How can one show that an elliptic curve has a point whose tangent line also meet another point of the curve

algebraic-geometryelliptic-curvesintersection-theoryplane-curves

I'm coming from a projective setting of a smooth cubic plane curve over a field $K$ and want to show that I can bring it to the Weierstrass long form. The usual method is to start with a point and bring it to $(1:0:0)$ and then take the tangent line of this point and bring it to $z=0$ without changing $(1:0:0)$. But when doing this, one wants that the tangent line of the chosen point meet the curve at another point. I want to argue why this can happen at all.

In other words, I want to argue why a smooth cubic curve in the projective plane will have a point whose tangent line does not meet the point with multiplicity $3$. So if $C$ is the curve and $P$ any point and I denote $L_P$ as the tangent line at that point, do I really need to use commutative algebra and show that there is a $P$ such that $I(C\cap L_P , P) =2$ or is there a more elementary method of showing this? Here, when I meant commutative algebra, I view the intersection number as the $K$ vector space dimension of the polynomial ring localized at $P$ modulo the defining equations for the curve and the tangent line.

Edit: From the answer and comments, I realize that I should probably use case distinctions if I want to show that I can bring it into Weierstrass long form (by some isomorphisms). Namely, cases when I have only a flex (how to show in this case the curve consist of only finite number of points?) and cases when there is a non-flex. I suppose I can argue that there is a non-flex over $\bar K$ (algebraic closure), but I think I should resist this because I still want to have this curve defined over $K$ and fix the $K$-rational points.

Best Answer

There are elliptic curves over $\mathbb{Q}$ which have only one rational point. At this unique point the tangent line meet the curve three times (so it is a flex).

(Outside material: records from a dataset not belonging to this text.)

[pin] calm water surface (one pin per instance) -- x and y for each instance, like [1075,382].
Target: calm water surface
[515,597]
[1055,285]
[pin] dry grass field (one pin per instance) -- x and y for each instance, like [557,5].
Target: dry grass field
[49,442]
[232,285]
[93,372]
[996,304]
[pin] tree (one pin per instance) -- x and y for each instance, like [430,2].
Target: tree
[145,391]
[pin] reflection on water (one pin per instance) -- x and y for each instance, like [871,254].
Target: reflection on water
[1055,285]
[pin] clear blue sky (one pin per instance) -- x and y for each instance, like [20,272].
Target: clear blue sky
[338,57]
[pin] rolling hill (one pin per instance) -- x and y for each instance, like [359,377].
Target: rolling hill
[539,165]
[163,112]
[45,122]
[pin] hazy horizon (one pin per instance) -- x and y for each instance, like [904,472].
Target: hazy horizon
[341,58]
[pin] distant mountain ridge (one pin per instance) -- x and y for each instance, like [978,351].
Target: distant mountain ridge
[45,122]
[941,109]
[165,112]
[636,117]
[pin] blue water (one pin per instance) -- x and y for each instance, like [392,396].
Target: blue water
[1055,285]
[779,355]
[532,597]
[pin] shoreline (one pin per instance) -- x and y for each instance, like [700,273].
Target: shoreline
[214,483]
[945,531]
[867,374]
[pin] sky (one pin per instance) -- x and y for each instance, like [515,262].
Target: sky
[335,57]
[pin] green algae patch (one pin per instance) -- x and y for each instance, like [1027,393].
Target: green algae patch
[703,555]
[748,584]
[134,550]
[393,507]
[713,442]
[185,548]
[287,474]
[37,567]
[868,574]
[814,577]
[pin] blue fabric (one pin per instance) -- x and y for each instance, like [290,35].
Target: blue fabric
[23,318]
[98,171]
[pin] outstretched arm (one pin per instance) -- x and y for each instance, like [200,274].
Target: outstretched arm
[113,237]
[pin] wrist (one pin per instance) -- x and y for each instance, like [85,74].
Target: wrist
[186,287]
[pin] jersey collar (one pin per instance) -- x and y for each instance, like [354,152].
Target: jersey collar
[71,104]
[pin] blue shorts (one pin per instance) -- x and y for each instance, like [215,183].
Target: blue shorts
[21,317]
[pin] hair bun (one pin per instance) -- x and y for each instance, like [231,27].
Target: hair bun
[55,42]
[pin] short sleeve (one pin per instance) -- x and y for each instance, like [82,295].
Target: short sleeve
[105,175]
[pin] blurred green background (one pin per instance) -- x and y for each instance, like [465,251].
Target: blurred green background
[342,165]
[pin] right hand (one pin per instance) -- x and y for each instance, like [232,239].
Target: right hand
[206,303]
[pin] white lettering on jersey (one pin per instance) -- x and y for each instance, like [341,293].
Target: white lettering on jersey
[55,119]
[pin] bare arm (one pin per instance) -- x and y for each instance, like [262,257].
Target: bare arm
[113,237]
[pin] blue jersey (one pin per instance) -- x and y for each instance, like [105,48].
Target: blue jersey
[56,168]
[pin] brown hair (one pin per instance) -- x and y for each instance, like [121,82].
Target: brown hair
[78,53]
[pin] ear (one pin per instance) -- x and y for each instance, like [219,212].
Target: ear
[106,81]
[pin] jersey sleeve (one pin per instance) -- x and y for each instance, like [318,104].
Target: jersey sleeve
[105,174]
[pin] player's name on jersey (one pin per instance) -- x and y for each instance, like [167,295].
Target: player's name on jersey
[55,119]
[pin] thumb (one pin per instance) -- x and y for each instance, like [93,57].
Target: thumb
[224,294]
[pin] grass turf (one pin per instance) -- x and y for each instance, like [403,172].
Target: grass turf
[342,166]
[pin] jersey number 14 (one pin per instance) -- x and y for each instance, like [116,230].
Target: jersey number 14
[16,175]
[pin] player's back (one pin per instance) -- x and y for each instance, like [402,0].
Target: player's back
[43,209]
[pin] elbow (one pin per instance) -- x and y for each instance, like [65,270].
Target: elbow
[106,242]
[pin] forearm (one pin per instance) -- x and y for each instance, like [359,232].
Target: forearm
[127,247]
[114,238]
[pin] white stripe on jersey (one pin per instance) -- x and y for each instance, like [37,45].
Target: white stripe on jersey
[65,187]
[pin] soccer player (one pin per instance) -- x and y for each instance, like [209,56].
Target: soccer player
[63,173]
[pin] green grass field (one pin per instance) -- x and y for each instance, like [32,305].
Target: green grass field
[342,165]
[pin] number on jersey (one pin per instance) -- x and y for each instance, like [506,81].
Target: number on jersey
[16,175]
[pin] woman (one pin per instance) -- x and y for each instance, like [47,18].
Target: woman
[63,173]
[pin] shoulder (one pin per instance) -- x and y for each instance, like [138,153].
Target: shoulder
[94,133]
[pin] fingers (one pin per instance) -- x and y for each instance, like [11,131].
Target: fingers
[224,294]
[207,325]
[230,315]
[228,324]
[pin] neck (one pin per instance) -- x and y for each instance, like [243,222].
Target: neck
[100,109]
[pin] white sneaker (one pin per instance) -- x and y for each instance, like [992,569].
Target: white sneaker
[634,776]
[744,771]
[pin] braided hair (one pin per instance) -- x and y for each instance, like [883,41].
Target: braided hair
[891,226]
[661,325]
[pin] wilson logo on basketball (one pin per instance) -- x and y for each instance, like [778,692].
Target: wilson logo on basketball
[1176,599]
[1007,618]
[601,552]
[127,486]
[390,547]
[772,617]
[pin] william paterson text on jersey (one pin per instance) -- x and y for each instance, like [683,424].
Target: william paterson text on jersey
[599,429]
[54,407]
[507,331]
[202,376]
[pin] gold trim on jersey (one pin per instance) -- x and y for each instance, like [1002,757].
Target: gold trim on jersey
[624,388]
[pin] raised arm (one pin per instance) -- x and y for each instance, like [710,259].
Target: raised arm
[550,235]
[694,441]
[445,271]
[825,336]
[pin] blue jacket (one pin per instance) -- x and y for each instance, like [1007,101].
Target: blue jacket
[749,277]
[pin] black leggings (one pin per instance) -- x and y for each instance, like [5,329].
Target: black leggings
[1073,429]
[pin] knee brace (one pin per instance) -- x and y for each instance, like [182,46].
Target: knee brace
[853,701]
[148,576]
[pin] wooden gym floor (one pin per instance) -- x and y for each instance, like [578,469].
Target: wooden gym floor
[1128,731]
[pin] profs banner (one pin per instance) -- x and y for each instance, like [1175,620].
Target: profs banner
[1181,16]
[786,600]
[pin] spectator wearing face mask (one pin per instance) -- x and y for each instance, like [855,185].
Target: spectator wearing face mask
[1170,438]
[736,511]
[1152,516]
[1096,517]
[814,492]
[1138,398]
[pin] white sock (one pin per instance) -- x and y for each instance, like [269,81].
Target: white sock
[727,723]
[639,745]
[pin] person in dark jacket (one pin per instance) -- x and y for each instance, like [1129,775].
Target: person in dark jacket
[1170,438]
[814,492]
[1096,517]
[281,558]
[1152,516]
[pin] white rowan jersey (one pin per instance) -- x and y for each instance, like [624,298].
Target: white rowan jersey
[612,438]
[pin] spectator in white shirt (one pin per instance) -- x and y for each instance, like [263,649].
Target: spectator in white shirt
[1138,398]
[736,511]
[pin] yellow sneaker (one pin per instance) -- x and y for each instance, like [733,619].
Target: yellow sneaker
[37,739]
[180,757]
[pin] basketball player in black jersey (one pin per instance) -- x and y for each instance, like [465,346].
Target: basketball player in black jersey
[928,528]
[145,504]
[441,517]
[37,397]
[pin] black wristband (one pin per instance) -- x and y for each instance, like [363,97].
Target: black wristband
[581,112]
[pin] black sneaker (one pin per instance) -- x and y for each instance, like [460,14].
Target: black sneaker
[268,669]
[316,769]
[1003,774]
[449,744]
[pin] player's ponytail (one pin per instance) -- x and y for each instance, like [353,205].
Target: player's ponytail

For example, the curve given by the Weierstrass equation $$y^2 + y = x^3 - x^2 - 7820x - 263580$$ has only the point at infinity as a rational point.

There is also other examples of curves with exactly three points, all of them flexes. For example the one given by the equation $$y^2 + y = x^3 + x^2 + x$$ with points $(0,0),(0,-1)$ and the point at infinity.

All this can be shown for example by using some software like pari or sage or magma.

Note that any genus 1 curve in Weierstrass form has at least one flex point: the point at infinity.

Moreover, any genus 1 curve over an algebraically closed field of characteristic $\ne 3$ has exactly 9 flexes. If the characteristic is $=3$ it has either 1 or 3 flexes. They correspond to the 3-torsion points in the group structure of the (rational points of the) elliptic curve.

Concretely, if you put your genus 1 curve in simplified Weierstrass form, $y^2=x^3+Ax+B$ for some $A$ and $B\in K$, which is always possible if the characteristic of $K$ is $>3$, the flexes are the 3-torsion points, which have $x$-coordinate a root of $$\psi_{3} = 3x^{4} + 6Ax^{2} + 12Bx - A^{2}$$ (which is the $3$-Division polynomial), or it is the point at infinity. This polynomial has 4 distinct roots, hence we get eight points (two for each root), plus the point at infinity. If the characteristic is $=2$ a similar polynomial works for the simplifed form $y^2 + xy = x^3 + ax^2 + b$.